One place to look might be to the work that is being done by the likes of interactive fiction writer and programmer Emily Short and the work that is continually being done by Michael Mateas and the Expressive Intelligence Studio company and UCSC. Someplace in there is a hybrid of dynamic, data-driven storytelling that we can eventually work with to create truly open-ended content.

We can only hope… and work.

AIIDE 2009 – The Photoshop of AI Debate – Michael Mateas

Monday, October 19th, 2009

The following are my rough notes from Michael Mateas’ invited talk. He continued the “Photoshop of AI” debate that was started by Chris Hecker at GDC 2008 and continued at a panel at the 2009 AI Summit at GDC. To sum up what he presented, he basically said it was a non-issue because it was based on a number of false premises. Here are my notes:

Recaps Chris Hecker’s 2008 talk on the subject. Talks about what the panel at the 2009 AI Summit said on the subject.

Photoshop of AI is a mirage:
Grossly underestimates the size of the AI problem.
Overestimates the intuitiveness of visual art production.
Doesn’t take seriously the property of conditional execution.
DOES highlight the authoring problem in AI.
False premise that graphics and AI are set up as equals.
The problem of representing 3D space is the same from game to game. Quake to Prince of Persia to Bioshock.
From AI NPC, e.g. Thief compared to Madden. NOT the same problem. Many examples of how different games pose different problems.

Representing graphics via the texture mapped triangle is infinitesimally small compared to representing AI via code.
Graphics represents the problem of renaissance perspective. Invents a specific style of representation.
AI represents almost everything else.

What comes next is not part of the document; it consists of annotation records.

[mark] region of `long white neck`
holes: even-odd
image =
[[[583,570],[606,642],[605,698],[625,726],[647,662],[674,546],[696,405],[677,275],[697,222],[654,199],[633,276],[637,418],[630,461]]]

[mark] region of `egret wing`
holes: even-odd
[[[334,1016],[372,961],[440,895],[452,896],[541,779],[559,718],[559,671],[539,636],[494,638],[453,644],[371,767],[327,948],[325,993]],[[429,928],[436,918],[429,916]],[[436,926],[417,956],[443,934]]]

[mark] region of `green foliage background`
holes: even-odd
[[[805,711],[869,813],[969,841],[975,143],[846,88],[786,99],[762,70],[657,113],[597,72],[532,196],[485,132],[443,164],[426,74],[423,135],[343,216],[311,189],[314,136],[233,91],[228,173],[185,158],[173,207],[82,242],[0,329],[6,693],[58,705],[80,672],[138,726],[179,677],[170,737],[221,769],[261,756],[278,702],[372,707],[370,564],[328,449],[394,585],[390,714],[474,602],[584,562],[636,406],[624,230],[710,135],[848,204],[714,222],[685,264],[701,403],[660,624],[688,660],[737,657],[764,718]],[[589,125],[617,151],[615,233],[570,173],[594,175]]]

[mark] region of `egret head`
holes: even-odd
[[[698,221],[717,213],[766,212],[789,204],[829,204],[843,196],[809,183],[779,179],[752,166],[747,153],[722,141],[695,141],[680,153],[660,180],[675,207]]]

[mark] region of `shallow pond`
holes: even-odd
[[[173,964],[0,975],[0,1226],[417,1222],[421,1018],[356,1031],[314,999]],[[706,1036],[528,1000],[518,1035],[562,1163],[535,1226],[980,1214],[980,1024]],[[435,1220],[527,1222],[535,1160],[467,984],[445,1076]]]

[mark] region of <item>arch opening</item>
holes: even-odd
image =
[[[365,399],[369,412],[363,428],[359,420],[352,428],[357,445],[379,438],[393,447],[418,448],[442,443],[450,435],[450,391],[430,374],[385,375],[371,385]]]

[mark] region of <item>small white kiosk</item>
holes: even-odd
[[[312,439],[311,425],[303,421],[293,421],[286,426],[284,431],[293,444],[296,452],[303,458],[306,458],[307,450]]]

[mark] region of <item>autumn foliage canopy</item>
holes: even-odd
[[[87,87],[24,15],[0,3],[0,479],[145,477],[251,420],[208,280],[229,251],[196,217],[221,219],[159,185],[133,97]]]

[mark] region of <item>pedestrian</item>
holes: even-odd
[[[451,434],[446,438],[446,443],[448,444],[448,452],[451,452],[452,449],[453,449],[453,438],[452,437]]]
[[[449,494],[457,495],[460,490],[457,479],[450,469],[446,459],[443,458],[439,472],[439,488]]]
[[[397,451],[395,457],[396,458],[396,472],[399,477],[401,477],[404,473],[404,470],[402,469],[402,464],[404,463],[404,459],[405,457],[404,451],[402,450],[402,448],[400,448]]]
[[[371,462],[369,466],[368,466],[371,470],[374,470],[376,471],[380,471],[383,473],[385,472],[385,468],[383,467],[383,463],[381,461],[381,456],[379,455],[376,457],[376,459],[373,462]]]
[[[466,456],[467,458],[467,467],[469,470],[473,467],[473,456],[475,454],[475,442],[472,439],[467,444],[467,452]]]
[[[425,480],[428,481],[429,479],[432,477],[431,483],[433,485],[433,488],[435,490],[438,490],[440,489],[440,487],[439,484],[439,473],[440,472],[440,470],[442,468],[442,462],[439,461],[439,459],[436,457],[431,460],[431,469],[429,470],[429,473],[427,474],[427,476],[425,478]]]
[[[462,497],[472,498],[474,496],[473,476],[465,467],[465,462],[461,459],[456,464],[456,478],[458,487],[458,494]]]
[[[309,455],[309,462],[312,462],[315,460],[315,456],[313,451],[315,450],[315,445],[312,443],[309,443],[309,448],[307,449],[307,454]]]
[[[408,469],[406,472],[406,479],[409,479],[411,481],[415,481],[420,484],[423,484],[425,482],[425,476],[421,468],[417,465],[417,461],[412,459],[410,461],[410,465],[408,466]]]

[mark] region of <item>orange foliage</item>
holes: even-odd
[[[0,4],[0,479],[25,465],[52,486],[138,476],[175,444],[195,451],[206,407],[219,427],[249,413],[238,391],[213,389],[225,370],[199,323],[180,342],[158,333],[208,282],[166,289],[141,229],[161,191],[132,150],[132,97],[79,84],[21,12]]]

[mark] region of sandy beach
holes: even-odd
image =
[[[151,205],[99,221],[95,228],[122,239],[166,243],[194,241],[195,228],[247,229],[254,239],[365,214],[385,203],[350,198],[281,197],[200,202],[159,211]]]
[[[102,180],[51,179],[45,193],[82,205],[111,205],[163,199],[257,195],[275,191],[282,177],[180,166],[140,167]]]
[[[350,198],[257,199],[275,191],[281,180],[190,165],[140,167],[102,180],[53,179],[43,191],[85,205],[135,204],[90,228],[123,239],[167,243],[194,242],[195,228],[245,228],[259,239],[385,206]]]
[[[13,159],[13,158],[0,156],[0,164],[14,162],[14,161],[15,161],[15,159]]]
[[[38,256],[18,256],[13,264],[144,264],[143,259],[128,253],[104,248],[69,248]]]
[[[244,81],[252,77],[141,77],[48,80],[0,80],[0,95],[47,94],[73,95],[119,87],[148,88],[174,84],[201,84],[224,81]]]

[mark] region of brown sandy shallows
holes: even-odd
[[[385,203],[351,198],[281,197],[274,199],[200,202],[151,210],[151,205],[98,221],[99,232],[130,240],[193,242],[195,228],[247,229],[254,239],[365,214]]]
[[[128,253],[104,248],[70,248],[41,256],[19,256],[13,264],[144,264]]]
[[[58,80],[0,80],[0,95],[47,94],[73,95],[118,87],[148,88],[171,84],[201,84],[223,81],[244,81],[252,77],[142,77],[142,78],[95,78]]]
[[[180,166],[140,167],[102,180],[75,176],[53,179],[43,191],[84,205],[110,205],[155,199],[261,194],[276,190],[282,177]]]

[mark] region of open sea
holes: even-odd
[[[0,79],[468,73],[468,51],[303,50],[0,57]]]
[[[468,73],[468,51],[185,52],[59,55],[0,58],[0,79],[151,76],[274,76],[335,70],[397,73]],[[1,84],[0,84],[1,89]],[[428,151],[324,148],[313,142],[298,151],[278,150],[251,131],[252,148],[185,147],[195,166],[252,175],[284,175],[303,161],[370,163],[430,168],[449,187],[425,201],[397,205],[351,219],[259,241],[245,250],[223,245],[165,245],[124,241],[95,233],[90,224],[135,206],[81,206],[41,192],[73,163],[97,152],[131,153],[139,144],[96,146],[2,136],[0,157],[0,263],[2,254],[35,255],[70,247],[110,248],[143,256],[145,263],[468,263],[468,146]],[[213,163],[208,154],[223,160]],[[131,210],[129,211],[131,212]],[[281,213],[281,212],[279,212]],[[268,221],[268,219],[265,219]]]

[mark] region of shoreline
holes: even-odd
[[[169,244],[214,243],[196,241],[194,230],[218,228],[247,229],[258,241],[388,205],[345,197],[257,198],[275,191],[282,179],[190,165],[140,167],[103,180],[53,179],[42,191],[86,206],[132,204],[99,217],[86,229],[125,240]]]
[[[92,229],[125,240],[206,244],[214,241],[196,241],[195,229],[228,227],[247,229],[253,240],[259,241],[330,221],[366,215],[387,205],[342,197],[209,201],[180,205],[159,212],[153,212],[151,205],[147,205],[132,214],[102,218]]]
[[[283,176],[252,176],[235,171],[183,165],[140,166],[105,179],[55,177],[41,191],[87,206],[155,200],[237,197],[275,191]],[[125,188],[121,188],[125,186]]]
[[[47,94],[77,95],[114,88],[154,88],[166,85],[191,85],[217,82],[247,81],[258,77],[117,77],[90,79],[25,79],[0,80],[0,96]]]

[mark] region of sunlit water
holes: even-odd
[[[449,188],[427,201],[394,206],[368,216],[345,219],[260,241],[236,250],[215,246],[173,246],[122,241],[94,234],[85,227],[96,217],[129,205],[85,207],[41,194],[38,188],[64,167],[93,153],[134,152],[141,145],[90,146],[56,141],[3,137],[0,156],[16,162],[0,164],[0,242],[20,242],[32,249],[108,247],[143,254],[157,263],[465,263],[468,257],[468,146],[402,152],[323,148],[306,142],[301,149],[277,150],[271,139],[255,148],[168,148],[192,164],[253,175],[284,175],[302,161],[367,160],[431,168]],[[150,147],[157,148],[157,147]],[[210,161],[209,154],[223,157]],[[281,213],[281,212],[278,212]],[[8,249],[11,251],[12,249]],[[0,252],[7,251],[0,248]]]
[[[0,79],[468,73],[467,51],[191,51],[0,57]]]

AI is NP-Hard.
Book: Noah Waldrip-Fruin – Expressive Processing
Hecker’s desiderata for style DOF’s
Photoshop is not really “intuitive”. 17,133 results on Amazon for books about how to use Photoshop… 1602 since January 2009. So much for intuitive.
Photoshop builds on millennia of practice in the visual arts.
Even if Photoshop is hard to learn, it may still be “intuitive” for trained visual artists.
AI Designer is a new type of artist. We have no pre-existing practice for us to be “intuitive” relative to. “A new kind of artist working in a fully computational medium, focused on the aesthetics of behavior.”
Essence of AI is that it is a conditional process executing over time… not static. The style of such a process lies in its conditional decision making. Different in kind from the static nature of the triangle/texture decomposition.
Spore Galactic Adventures… people could create creatures but not quests. Creation of the creatures was immediate feedback, but creation of questions… only way you can test it is to play it over and over because it is procedural.
Static artifacts support immediate global feedback. What would that look like for AI? You can’t get the static visualization feedback from AI.
Birth of AI was declaration that computer is a general symbol manipulation machine (not just calculator).
Re: Façade
Is it data-driven? No
It must be scripted. No.
WTF? (Fairy dust!)
People think either in terms of floats or in imperative code. Instead, Façade is based on blendable symbolic behaviors.
Instead of data-driven AI, think in terms of knowledge-driven AI. Classic AI approach is to create a knowledge-representation language that solves a specific problem you have, and then write the reasoning system (interpreter) for that language. Starts to sound like a structure vs. style decomposition.
Related to scripting, but far more general. Every scripting language that he has seen has been imperative – like C.
Agree with Chris that game AI must be authorable… BUT, there is no:
Universal solution
Magic numbers-and-flags only representation
Pre-existing artistic tradition we can leverage
How do you know if what you are doing is any good?
Authorial Leverage…
Leverage = (Quality * Variability) / Effort
Sims 3 = rule-based language with custom predicates and custom actions for designers to write the rules for world effects and state changes. E.g. “if this social practice is carried out in this situation, what would happen?” Custom KR model (knowledge-driven AI). Not the Photoshop of AI in Chris’ sense because it is not universal. It is domain-specific.